Monday, September 14, 2015

Haskell and Hardware

Trying to reach the smallest possible audience, I thought I'd try and combine two of my current favorite niche things, FPGA's and Haskell. This post isn't really intended to be an introduction to anything, but rather something to wet the appetite of the roughly 12 people or so interested in both functional languages and FPGA's.

I've been really enjoying messing around with FPGA's for a few months now, I have a specific project in mind, but after I taught myself VHDL and Verilog I got somewhat sidetracked in finding a better way to work with them. VHDL is a horrible verbose language based loosely on ADA's syntax, Verilog is a language based on C syntax about 80% of which can't actually be synthesized into hardware.

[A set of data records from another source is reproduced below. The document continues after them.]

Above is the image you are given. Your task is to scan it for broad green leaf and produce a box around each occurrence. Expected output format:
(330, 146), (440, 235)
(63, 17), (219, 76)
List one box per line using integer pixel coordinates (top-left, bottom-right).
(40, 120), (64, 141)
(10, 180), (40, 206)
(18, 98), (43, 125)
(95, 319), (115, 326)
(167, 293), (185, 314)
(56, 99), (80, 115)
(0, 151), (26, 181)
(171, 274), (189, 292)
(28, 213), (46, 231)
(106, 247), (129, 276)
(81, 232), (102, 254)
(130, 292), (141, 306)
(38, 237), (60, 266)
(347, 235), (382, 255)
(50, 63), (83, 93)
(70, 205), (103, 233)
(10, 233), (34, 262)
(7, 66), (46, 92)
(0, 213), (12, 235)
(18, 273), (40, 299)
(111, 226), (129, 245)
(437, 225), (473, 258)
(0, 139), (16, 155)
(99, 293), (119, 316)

Neither of which have anything even as basic as structures to work with.

My first thought on this was that functional languages seemed like a much better model in which to design hardware. I didn't think much more of it until a friend pointed me at this talk by Conal Elliot. I tracked down the git hub repository and failed to get it to build, exchange some email with Conal and looked at some alternatives.

Apparently I'm not the only person to ever consider functional languages for hardware design, on the Haskell side there are several variants of a DSL called Lava, Conal's work and Clash, there is a Scala based DSL called Chisel and apparently the commercial HDL Bluespec which I'm told by a friend is heavily influenced by Haskell.

I was unable to get Conal's work compiling and he told me that development was on hiatus, Bluespec is commercial only and expensive, so I ended up looking at Kansas Lava and Clash. Both are Haskell based, both contain similar abstractions, but both take very different approaches, where Kansas Lava is heavily reliant on an embedded DSL, Clash tries to compile Haskell code into hardware. The use of standard Haskell syntax was the primary reason I ended up preferring the latter.

There are a fair number of none trivial Lava examples floating around including this 6502 implementation but far fewer Clash examples. I was looking for a manageable project to improve my understanding of Clash so I thought I'd try to implement a 6502 in Clash.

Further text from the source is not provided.